The roof of a property is one of the key factors that dictates the structural and design specifications of a loft conversion. Roofs are very much a big consideration when it comes to developing and drawing up the plans to extend a home or convert a loft.

So what needs to be factored in and considered?

Gable wall properties are the most suitable for conversion. They can support new additions such as beams and floors. Hip structures often present some challenges due to the fact that they reduce the internal space, which is ideally needed for conversion purposes. Hip structures are less likely to support new beams. Of course, this doesn’t automatically mean that hip roofs cannot be converted but it does make development a tad more difficult. Impracticalities can always be overcome through professional planning hence why the early stages of loft conversions are so vital to the process!

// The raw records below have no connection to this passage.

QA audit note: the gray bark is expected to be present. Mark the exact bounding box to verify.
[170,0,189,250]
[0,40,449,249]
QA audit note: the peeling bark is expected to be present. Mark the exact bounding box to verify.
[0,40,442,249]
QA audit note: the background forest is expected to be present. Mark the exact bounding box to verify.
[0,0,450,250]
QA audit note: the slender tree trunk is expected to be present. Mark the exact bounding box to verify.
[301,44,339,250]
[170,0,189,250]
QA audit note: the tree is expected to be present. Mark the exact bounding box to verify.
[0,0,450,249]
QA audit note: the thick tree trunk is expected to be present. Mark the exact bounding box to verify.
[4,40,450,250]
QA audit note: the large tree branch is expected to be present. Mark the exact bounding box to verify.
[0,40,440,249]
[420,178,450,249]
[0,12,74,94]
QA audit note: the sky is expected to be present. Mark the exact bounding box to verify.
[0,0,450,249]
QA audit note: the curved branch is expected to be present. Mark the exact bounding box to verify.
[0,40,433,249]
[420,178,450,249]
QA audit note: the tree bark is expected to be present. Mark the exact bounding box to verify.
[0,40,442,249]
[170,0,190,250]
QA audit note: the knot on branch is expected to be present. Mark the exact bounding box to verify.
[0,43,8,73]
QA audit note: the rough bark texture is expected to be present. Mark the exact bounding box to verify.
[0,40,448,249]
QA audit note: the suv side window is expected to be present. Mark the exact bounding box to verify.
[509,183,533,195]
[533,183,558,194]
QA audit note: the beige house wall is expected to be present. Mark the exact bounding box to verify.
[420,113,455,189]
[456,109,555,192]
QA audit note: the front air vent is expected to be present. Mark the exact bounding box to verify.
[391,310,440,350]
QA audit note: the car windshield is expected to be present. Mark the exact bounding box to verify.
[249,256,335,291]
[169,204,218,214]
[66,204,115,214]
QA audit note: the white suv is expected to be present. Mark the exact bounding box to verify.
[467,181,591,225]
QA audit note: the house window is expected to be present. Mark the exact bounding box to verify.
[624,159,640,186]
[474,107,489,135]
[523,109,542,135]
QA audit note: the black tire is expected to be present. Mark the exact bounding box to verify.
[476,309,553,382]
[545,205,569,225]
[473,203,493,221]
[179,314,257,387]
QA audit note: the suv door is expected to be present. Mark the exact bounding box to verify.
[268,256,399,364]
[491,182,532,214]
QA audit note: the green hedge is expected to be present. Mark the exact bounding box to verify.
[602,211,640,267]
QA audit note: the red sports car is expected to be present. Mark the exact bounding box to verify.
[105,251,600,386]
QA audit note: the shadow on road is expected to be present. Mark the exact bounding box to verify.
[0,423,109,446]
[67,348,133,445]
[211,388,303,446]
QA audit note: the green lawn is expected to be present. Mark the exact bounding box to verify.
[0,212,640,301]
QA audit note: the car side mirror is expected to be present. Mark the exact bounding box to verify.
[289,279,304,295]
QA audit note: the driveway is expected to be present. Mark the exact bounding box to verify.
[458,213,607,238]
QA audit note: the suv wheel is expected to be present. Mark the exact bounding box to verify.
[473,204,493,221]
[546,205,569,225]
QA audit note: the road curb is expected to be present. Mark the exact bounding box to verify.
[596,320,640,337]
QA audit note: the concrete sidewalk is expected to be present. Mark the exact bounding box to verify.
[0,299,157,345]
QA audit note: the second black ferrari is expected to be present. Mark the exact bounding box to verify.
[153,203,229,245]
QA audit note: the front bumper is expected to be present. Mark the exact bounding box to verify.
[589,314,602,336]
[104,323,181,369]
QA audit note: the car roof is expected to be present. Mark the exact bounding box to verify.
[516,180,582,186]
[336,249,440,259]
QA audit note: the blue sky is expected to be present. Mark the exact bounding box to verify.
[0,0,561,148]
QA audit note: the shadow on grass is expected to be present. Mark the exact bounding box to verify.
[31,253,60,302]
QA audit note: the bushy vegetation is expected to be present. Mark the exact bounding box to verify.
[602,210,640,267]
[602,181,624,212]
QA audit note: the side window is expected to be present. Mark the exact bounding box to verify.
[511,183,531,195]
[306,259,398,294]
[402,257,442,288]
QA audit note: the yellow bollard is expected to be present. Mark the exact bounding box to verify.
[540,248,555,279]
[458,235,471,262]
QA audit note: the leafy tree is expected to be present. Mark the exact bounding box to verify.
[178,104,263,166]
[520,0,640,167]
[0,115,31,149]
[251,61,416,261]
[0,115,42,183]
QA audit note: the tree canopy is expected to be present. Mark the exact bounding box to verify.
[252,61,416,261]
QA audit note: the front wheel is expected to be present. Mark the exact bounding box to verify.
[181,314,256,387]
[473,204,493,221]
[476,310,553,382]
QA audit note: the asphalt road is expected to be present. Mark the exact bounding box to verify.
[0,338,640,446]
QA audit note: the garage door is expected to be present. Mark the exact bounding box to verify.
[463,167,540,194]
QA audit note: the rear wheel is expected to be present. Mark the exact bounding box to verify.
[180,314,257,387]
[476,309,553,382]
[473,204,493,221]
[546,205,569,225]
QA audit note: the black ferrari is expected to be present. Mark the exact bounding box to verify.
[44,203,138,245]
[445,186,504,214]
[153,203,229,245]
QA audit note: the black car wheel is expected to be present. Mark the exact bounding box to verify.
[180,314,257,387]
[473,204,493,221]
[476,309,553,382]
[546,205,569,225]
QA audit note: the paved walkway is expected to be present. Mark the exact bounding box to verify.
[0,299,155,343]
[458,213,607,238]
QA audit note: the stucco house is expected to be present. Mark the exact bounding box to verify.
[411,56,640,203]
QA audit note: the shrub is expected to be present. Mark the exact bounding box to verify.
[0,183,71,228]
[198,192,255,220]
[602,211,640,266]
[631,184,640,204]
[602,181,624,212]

Hip-to-Gable conversions exist for this very reason. See our previous blogs on this particular conversion for more information.

Many properties in London feature impractical roofs like this (sometimes known as terraced or butterfly roofs). In these cases radical alterations need to be made in order to make a loft conversion possible. The external structure needs to have its surface removed and replaced with a flat roof. To do this, householders have to obtain planning permission.

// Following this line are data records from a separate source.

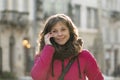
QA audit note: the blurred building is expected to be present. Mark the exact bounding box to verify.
[101,0,120,76]
[0,0,40,77]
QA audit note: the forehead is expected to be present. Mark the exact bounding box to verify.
[52,22,67,29]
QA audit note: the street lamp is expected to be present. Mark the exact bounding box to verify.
[22,39,31,48]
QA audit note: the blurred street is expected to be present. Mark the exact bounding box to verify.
[0,0,120,80]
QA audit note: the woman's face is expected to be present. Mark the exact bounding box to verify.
[51,22,70,45]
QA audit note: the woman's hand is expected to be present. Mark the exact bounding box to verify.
[44,32,53,45]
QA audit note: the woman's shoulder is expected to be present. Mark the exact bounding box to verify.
[79,49,94,58]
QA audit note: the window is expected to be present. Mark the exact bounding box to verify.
[0,47,2,75]
[74,5,80,27]
[9,36,15,72]
[87,8,98,29]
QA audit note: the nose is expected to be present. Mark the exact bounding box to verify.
[58,31,62,36]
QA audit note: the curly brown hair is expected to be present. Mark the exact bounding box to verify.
[39,14,83,60]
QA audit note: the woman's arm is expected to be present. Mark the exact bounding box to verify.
[85,52,104,80]
[31,45,55,80]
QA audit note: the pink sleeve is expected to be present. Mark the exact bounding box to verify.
[31,45,55,80]
[85,52,104,80]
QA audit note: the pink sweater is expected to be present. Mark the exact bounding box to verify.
[31,45,104,80]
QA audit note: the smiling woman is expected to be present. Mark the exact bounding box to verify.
[31,14,104,80]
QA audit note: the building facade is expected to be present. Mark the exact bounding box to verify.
[0,0,120,77]
[0,0,36,77]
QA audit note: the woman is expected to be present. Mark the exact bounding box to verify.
[31,14,103,80]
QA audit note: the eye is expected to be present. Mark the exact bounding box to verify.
[52,30,57,33]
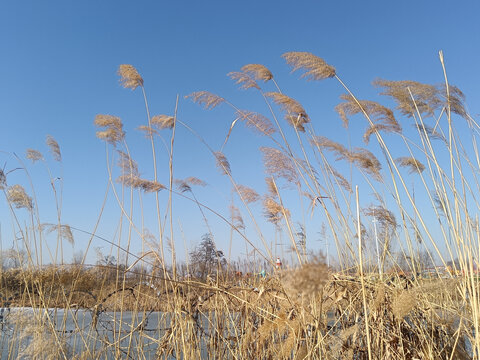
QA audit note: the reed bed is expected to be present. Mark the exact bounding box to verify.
[0,52,480,360]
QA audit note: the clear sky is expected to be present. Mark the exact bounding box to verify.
[0,0,480,268]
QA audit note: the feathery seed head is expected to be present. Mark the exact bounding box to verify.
[395,157,425,174]
[265,92,310,132]
[227,71,260,90]
[46,135,62,161]
[214,151,231,175]
[241,64,273,82]
[118,64,143,90]
[282,51,335,80]
[137,125,158,139]
[117,174,165,193]
[185,91,225,110]
[7,184,33,210]
[237,110,275,135]
[335,94,401,129]
[237,185,260,204]
[373,79,444,117]
[260,147,298,183]
[151,115,175,129]
[263,196,290,225]
[26,149,43,162]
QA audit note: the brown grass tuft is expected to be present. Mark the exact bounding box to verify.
[151,115,175,130]
[260,147,298,183]
[237,110,275,135]
[46,135,62,161]
[214,151,231,175]
[265,92,310,132]
[7,184,33,210]
[237,185,260,204]
[241,64,273,82]
[94,115,125,145]
[227,71,260,90]
[117,64,143,90]
[395,157,425,174]
[335,94,401,131]
[282,51,335,80]
[186,91,225,110]
[263,196,290,225]
[26,149,43,162]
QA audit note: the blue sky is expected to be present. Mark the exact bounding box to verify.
[0,0,480,268]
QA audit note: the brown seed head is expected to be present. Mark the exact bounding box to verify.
[237,110,275,136]
[118,64,143,90]
[265,92,310,132]
[7,184,33,210]
[241,64,273,82]
[94,115,125,145]
[214,151,231,175]
[260,147,298,183]
[227,71,260,90]
[26,149,43,162]
[395,157,425,174]
[237,185,260,204]
[151,115,175,129]
[263,196,290,225]
[282,51,335,80]
[373,79,444,117]
[46,135,62,161]
[185,91,225,110]
[335,94,401,129]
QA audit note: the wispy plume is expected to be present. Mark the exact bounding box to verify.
[335,94,401,131]
[117,64,143,90]
[7,184,33,210]
[395,157,425,174]
[237,110,276,136]
[265,92,310,132]
[228,71,260,90]
[94,114,125,145]
[236,185,260,204]
[46,135,62,161]
[260,147,298,183]
[185,91,225,110]
[282,51,335,80]
[26,149,43,162]
[214,151,231,175]
[151,115,175,130]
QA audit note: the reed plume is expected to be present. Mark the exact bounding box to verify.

London is an interesting place for loft conversions because of the diversity of the buildings and therefore require multiple approaches. It is because of the complexities involved with buildings and conversions that it is always recommended to contract a professional loft conversions specialist to make the alterations required. DIY loft conversions (unless you have experience and know what you’re doing) rarely ever work out that well, and even when they do, the new loft space is nt optimised to its fullest potential.

Considerations have to be made to other factors like the location of the chimney. These may have to be moved or removed if a dormer window is being built. Chimneys take up roof space that is often needed to increase the size of your loft (dormer designs in particular). Of course if the chimney is no longer in use then removing it completely is the best option (and the cheapest).

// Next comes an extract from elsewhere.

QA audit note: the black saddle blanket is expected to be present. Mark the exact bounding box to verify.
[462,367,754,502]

Building regulations can often dictate this process.

When planning the external specification of a new loft the importance of factoring in emergency access, electrical fittings, plumbing and drainage need to be looked at. Building regulations will insist that that emergency exit windows are fitted and are reachable.

Drainage is an external issue. Fixing drainage pipe-work is a straight-forward process and a concentrated effort is made towards making in aesthetically pleasing.